Midscale brands like Comfort still comprise the bulk of the company’s portfolio as well as more than half the U.S. development pipeline, but company leaders see opportunities on the upscale front. Choice’s upscale portfolio includes its Cambria brand as well as the Ascend Hotel Collection, its soft brand.
Choice’s new partnership with Penn National Gaming added 7,000 hotel rooms to Ascend, a 26 percent increase ford the brand. Cambria Hotels grew by 12 percent over the first quarter. The first three months of the year saw the highest number of hotel openings for Choice’s upscale division in a single quarter.
Labor and Construction Headwinds
Rising construction costs and a labor shortage are just as much of a hot topic at Choice Hotels as they are at the company’s competitors.
“The number one thing we hear from our franchisees is getting the labor they need and into their hotels,” Pacious said.
Some of the cost-savings initiatives deployed earlier in the pandemic like less-frequent housekeeping during a guest stay as well as grab-and-go breakfasts in lieu of a staffed breakfast bar both bring down costs and help with staffing shortages.
Pacious attributed the worker shortage squarely on the extra $300 in federal unemployment benefits that runs through early September — an argument many economists and U.S. Secretary of the Treasury Janet Yellen have disagreed with since Friday’s disappointing jobs number.
Leisure and hospitality, which was a bright spot in the report, wouldn’t have had the strong month it did if unemployment benefits were disincentivizing work, Yellen said at a Friday press conference. Wages are typically lower in this sector, but hospitality had its strongest month of job gains since September.
Pacious also pointed to soaring construction costs potentially curtailing developer interest for new construction hotels. Lumbers costs are up more than 6 percent, according to the U.S. Bureau of Labor Statistics. However, Choice Hotels expects the construction cost escalation to cool off.

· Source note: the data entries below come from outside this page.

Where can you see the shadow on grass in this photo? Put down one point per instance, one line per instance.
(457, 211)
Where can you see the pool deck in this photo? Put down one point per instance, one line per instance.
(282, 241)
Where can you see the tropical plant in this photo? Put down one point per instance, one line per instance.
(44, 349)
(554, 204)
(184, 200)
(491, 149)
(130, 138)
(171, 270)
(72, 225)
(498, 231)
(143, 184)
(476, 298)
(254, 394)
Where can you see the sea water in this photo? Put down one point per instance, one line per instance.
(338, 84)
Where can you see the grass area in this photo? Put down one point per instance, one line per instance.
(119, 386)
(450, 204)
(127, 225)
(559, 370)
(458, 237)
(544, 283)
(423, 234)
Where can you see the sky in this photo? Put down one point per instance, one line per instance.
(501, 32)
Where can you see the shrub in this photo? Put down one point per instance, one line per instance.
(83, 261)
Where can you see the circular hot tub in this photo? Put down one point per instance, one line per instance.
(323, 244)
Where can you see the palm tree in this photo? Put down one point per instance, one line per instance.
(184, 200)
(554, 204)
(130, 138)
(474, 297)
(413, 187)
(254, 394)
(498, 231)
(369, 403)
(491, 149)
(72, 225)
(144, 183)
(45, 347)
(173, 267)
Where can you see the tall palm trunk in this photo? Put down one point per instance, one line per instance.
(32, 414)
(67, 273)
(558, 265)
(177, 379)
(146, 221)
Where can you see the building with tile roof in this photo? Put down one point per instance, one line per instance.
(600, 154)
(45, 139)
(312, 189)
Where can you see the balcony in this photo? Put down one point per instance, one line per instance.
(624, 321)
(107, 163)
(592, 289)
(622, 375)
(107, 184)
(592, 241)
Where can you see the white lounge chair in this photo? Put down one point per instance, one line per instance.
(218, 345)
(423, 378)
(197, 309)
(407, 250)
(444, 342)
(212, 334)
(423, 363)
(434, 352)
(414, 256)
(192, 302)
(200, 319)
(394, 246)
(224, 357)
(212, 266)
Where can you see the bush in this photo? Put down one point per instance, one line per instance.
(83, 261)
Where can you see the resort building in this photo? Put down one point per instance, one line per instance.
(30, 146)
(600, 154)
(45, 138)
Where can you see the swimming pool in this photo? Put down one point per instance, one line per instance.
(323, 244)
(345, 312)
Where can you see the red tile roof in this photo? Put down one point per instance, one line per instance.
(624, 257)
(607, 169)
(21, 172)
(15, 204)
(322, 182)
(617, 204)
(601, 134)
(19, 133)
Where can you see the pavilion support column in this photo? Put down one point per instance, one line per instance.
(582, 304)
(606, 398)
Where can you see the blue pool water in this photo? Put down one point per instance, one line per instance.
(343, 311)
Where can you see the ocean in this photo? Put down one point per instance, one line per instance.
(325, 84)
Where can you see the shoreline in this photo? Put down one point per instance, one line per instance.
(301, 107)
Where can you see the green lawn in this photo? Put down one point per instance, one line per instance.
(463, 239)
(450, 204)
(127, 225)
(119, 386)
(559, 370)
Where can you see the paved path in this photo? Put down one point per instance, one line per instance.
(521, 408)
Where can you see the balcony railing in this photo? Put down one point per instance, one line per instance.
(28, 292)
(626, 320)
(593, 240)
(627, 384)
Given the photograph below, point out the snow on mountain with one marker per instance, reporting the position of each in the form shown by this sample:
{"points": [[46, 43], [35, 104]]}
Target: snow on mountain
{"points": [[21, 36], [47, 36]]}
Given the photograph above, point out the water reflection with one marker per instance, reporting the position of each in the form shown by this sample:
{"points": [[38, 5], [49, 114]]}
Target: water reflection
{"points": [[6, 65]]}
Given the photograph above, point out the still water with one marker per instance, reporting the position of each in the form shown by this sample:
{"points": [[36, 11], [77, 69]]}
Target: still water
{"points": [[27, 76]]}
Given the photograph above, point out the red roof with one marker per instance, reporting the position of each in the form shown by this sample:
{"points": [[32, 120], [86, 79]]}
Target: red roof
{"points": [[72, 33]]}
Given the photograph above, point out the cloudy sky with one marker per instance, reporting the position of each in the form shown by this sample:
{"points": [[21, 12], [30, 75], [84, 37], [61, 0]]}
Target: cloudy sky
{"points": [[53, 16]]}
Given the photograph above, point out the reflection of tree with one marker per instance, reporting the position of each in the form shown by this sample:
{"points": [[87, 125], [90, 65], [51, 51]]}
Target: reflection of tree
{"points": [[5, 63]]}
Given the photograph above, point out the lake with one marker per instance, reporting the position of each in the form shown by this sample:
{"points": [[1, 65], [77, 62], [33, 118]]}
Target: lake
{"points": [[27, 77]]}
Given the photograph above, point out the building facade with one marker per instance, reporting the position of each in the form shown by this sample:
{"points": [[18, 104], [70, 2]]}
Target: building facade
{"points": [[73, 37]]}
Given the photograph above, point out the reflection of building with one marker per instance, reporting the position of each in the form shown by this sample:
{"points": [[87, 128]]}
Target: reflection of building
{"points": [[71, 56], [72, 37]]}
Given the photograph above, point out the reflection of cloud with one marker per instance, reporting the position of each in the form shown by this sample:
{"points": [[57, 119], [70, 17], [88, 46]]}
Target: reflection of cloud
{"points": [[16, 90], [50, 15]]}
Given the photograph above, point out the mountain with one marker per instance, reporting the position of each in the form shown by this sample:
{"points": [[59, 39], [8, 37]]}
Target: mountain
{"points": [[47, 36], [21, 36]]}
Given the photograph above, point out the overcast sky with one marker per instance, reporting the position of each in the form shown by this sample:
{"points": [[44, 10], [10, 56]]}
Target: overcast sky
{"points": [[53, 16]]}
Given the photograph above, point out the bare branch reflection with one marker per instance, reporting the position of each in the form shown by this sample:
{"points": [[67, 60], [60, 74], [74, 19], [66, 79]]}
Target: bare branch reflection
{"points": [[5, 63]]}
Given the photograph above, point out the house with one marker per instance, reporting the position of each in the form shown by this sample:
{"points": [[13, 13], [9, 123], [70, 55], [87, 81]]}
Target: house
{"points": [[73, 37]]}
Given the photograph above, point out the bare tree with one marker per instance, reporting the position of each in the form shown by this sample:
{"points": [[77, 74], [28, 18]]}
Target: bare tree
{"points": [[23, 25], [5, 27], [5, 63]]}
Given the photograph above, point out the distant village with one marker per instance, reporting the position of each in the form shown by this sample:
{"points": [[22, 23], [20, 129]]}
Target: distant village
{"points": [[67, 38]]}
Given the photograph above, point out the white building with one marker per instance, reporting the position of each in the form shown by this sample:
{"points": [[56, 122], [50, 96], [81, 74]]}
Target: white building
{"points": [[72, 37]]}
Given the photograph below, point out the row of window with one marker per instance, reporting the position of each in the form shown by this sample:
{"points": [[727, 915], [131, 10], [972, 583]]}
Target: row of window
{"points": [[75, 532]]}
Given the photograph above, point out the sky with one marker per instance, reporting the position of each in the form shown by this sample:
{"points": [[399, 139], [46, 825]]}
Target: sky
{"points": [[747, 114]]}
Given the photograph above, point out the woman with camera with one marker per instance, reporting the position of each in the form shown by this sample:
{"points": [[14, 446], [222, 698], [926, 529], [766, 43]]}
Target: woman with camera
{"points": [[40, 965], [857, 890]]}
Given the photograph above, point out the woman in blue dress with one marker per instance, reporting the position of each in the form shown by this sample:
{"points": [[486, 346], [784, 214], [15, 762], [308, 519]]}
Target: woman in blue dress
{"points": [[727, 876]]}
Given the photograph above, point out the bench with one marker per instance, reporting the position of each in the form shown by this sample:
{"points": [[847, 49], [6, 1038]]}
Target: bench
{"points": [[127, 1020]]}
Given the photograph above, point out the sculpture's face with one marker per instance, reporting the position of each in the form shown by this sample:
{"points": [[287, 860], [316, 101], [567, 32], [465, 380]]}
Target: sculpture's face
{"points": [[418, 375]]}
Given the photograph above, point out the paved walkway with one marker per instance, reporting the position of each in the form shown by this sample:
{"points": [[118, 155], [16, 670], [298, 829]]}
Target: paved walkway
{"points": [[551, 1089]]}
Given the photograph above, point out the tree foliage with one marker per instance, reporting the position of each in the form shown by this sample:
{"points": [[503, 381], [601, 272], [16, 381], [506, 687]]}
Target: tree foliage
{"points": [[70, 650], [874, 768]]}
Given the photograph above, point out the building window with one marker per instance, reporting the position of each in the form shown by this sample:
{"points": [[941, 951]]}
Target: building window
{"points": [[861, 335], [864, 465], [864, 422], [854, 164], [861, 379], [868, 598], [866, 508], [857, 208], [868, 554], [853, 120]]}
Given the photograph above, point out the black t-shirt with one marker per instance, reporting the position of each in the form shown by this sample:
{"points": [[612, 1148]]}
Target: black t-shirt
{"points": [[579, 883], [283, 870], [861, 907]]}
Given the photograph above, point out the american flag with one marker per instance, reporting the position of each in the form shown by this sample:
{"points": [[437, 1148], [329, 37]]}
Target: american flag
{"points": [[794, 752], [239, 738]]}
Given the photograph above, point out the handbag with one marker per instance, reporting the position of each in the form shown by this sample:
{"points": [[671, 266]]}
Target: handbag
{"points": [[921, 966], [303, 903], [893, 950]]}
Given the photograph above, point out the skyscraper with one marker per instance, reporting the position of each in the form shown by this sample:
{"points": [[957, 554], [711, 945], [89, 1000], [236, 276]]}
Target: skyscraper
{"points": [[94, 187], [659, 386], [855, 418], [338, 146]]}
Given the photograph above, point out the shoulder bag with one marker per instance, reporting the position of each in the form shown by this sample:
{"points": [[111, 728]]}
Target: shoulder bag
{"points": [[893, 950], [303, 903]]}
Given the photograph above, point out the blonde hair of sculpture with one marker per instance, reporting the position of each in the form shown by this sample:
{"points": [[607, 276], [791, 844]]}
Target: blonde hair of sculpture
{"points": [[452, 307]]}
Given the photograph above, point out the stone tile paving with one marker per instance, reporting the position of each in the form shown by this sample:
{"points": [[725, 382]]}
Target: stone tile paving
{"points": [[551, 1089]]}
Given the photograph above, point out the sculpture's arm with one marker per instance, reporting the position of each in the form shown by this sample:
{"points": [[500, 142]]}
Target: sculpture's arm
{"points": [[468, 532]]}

“As things move forward, hopefully three to four months from now, those construction costs will come down so that the deals pencil out for the types of returns [developers are] looking for,” Pacious said.
Choice Hotels has posted some of its highest occupancy rates since the beginning of the pandemic over the last two months, with several days surpassing a 70 percent average occupancy rate across the entire portfolio.
“We are optimistic that these demand trends will remain elevated, especially throughout summer and will further strengthen the financial health of our franchisees,” said Dominic Dragisich, chief financial officer at Choice Hotels.
Every hotel company is expecting a massive summer spike in demand, but there is less certainty around what happens in the fall and how much of this growth is sustainable.
There is strong momentum heading into the latter part of the year for group bookings, and more tourism drivers like live entertainment are opening up across more U.S. markets. But there is a giant question mark on what the business travel climate will look like after the summer travel season subsides and children are back in school.
Pacious was optimistic there could be some lingering level of flexibility in people’s work schedules that would enable them to continue leisure travel beyond the summer.
“The question is going to be at what point does the bow wave subside into something that’s more normalized,” he added.